In cartoons where the children are well behaved or cartoons that are semi-educational, you don’t see any parents at all: Dora the Explorer, Diego, Max and Ruby, and Charlie and Lola to name a few.
In this constant media driven world that we live in it is sad to me that the modern image of today’s dad is that of a lovable bumbling idiot, a complete tool who tries too hard and usually fails, or of a complete boob who is utterly clueless. Even worse is that I see this attitude playing out in society. More and more young women are shying away from marriage, more and more moms go it alone (maybe not by choice but some do). Husband bashing is alive and well on social media, just check out someecards or rottenecards.
Still, what is the harm if a show, cartoon, or commercial shows dad as a total buffoon? Many moms were once portrayed as being silly, incompetent and disaster prone back in the day. We’ve shaken off that image but raising up the image of the modern woman did not require knocking down the image of the modern man.
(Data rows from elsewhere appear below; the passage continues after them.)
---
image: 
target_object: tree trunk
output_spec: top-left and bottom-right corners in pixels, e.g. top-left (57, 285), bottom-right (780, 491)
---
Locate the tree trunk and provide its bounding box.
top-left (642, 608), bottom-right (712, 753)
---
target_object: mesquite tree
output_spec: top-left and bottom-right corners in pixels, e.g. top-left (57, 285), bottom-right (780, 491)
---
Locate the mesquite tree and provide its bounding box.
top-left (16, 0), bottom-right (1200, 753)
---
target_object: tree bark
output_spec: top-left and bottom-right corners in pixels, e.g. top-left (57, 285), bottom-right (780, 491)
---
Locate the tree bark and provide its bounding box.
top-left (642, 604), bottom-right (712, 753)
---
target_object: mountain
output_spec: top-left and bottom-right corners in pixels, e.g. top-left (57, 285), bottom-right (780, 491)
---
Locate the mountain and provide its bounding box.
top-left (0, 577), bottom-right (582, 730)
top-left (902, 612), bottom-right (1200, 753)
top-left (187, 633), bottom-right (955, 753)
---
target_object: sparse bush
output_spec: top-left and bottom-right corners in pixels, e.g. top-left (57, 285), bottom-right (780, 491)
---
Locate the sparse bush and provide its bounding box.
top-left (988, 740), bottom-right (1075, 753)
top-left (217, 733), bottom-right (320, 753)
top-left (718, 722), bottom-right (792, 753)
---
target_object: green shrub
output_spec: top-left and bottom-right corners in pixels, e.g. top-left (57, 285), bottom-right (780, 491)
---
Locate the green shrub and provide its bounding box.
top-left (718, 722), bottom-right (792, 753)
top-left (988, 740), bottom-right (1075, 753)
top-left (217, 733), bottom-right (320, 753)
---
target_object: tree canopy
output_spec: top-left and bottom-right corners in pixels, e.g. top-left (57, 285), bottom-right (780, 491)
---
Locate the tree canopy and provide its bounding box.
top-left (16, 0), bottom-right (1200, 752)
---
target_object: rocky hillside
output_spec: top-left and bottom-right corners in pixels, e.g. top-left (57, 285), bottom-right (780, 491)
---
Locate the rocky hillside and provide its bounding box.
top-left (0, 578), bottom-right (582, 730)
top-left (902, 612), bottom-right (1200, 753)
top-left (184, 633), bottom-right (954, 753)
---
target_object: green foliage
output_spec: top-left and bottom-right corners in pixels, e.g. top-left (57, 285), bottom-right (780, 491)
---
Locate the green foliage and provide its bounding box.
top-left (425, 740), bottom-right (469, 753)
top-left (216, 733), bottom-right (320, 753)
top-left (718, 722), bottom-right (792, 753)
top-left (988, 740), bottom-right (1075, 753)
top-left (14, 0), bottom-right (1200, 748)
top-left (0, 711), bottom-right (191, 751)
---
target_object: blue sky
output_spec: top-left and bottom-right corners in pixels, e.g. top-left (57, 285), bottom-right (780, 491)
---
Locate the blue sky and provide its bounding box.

I know the statistics. Many moms work outside of the home bringing in their share of finances. Women still do a greater portion of the housework and child care. Still, that doesn’t mean men today are getting off at 5:00 and heading to the bar before driving home. This isn’t Mad Men. Today men spend twice as much time with their kids than their own fathers, do more chores than ever before and chauffer kids back and forth almost as often as the stereotypical soccer mom.
My own husband coaches our boys’ baseball teams. When he comes home from work he is the one who gets in the floor with the boys to play Uno or Legos while I fix dinner. My brother-in-law is up long before the crack of dawn to take his daughter to her skating practice and then cooks an amazing dinner while my sister-in-law works late as a nurse. I see the other dads on my boys little league teams and at their Boy Scout meetings. They are there, they are hands on, and they are far from being incompetent.
Not that long ago there were shows that had great “sets” of parents: The Cosby Show, Family Ties, Little House on the Prairie, Growing Pains, and even Beverly Hills 90210. These parents weren’t perfect, they had their flaws, they butted heads with their kids, but neither the mom nor the dad was made to look like an idiot episode after episode.
Today’s TV mom is smart, strong, and got it together. I would love to see some new programs that give our kids, especially my two young and impressionable boys, positive male role models, both husbands and fathers, to look up to and to emulate one day because being a husband and a father is not a joke.